Large language models, generative AI, or GPT-4 models generally train on cutoff public data points.
This means that language models can easily access diverse datasets of specific thresholds.
However, this can pose challenges for internal users with their support assistance. There are three major challenges withLLM-related searches or information:
1. Generic response
LLM or NLG searches information based on predefined patterns guided by algorithms. Although this ability allows LLMs to produce human-like responses, they largely lack context when asked to deliver responses to specific questions. LLMs have limitations in adapting to diverse sets of data and retrieving contexts, resulting in the delivery of generic responses like that of Google Search Engine results.
2. Hallucinations or misinformation
It is quite common for LLMs to train on a cutoff data point. For example, ChatGPT contains data up to 2021. LLMs can only answer questions related to that specific period. Language models hardly give answers for the current period. This tendency leads them to make up whimsical conclusions about concepts and hallucinate. Answers can be highly wrong and lack factual context.
3. Static conversations:
LLMs' semantic or neural capability can only understand what is inside their pre-trained data. It cannot adapt to what is not explicitly stated as required in the constant real-time nature of back-and-forth conversations.
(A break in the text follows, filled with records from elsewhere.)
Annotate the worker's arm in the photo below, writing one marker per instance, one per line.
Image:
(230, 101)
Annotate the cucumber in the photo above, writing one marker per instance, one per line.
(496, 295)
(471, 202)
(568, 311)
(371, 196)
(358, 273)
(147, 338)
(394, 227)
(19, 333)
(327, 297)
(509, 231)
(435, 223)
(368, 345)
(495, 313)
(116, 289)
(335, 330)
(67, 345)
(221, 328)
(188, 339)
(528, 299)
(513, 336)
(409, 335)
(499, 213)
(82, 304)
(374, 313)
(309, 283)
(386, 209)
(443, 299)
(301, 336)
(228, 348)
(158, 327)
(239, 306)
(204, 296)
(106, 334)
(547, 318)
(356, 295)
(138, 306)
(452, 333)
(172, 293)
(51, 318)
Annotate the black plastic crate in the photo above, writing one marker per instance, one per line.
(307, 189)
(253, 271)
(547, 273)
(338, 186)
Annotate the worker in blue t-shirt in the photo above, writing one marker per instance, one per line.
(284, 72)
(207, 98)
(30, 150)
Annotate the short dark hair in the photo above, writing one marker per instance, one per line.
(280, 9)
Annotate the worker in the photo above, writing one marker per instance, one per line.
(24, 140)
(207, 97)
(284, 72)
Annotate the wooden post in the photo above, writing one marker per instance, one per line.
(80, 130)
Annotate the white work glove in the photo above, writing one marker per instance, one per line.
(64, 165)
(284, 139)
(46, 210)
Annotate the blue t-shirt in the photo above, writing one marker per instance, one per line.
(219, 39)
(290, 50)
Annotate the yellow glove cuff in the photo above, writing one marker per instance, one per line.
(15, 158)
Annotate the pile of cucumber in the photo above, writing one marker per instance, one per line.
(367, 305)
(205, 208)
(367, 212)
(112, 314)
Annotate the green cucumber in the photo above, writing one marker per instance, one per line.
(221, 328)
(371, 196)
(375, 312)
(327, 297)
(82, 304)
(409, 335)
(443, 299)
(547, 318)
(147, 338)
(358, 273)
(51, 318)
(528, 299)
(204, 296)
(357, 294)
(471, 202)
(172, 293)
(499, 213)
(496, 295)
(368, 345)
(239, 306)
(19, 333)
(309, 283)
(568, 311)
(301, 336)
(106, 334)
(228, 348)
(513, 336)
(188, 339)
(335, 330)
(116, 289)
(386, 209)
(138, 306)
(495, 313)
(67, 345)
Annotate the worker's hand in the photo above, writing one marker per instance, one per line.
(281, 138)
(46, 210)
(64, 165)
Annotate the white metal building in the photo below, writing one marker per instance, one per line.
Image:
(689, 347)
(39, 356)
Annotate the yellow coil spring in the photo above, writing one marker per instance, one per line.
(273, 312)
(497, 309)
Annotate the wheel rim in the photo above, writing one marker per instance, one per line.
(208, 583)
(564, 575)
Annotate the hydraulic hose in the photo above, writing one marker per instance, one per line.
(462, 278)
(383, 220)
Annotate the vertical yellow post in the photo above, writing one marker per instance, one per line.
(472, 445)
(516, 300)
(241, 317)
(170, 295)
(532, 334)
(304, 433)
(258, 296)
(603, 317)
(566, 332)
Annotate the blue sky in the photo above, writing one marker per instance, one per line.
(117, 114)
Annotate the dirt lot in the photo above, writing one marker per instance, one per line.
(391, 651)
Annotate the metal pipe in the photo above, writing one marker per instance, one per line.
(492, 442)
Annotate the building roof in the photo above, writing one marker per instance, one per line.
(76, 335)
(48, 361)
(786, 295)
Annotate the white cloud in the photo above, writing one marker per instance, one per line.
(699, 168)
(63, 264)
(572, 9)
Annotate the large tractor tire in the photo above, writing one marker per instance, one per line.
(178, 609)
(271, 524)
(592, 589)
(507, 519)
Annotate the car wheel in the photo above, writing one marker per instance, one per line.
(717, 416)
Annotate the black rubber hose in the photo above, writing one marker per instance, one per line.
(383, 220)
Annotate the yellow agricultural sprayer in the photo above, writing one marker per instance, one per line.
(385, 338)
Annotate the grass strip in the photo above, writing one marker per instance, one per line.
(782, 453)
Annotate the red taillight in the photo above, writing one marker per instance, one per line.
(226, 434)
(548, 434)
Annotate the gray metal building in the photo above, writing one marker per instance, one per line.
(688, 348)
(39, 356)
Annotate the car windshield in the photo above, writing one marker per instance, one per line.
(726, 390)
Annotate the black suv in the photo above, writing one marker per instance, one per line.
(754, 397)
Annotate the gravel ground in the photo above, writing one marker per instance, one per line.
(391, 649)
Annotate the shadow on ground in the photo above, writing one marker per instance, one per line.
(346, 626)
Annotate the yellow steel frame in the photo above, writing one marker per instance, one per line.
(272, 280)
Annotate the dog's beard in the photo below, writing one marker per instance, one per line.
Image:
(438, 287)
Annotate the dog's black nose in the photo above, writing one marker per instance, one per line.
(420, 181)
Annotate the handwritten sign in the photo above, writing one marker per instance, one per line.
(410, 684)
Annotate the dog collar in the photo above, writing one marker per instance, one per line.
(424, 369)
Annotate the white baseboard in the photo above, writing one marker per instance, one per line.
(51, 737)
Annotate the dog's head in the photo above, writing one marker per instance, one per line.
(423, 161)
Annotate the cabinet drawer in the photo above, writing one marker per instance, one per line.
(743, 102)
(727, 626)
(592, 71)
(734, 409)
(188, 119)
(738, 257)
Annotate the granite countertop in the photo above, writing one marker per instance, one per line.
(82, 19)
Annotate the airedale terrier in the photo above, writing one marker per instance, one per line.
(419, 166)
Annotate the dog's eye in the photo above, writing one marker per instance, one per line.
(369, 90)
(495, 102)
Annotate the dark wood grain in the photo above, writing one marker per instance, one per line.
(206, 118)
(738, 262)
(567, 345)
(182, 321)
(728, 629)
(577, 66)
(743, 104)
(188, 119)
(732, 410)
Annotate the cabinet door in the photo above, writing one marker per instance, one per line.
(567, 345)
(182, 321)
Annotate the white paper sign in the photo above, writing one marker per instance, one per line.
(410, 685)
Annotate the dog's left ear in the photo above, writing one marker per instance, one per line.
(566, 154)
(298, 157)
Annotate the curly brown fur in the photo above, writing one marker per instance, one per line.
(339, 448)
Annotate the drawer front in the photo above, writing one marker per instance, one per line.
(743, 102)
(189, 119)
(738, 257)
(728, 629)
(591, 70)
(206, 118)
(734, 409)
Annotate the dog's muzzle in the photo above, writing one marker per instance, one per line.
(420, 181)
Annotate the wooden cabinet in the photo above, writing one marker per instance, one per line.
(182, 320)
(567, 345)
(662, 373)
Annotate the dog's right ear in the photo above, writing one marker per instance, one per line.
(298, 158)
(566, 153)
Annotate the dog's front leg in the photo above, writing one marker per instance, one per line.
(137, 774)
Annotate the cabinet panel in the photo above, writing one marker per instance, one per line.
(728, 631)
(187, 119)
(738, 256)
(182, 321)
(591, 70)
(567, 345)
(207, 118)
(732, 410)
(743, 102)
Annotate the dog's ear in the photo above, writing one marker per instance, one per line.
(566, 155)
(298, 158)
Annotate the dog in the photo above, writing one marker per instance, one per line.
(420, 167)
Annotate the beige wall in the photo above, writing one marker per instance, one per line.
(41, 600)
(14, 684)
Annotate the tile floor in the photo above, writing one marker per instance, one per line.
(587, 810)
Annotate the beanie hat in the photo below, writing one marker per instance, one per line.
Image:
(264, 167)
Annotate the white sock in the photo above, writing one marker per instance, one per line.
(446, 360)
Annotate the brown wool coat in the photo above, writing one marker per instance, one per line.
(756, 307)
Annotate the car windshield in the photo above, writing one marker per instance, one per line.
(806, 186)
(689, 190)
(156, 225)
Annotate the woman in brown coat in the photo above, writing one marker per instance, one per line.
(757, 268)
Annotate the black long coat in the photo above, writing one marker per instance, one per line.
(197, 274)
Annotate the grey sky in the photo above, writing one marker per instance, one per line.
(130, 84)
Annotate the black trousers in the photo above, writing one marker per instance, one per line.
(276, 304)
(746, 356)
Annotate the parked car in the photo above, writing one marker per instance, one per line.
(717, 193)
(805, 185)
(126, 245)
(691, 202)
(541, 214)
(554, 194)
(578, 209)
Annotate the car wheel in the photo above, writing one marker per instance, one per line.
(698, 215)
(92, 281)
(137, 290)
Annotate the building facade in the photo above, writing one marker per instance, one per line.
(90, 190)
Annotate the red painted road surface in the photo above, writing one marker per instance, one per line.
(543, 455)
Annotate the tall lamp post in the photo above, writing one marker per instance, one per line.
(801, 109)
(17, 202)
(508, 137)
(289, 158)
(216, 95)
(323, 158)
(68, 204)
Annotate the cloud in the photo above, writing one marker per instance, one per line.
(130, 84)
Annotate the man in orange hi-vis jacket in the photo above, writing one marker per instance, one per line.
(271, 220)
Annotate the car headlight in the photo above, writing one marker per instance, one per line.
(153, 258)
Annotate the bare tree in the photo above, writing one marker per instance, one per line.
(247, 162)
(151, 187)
Although it can answer relevant questions, but lacks the emotional intelligence to adapt to dynamic conversation settings.
Imagine your employee asking the neural or semantic search system inside your LLM a question about holiday leave policies. The system can search for relevant information from the embedded knowledge and provide the answers.
But if he asks, ‘I want to head to a new destination. How can I plan my leaves?’ This indicates leave requests. Without understanding dynamic concepts of conversations, an LLM can give irrelevant or no answers.
Here’s RAG helps.
The idea of RAG is to augment the existing LLM capability of generating answers by adding contexts while improving the conversational experience for semantic or neural search results and output delivery.
By blending pre-trained LLM model capabilities and neural or semantic search, the retrieval model or RAG ensures the veracity of responses and keeps up with dynamic conversational requirements.
A retrieval approach for large language systems can efficiently help fetch relevant answers from whatever sources it is linked to while building contexts for LLM to improve validity, accuracy, and relevance for domain-specific use cases.
Given LLM’s tendency to hallucinate, produce misinformation, or give irrelevant answers, wC3.ai CEO Tom Siebel opines that Generative AI would transform companies, and the RAG approach helps solve AI risks.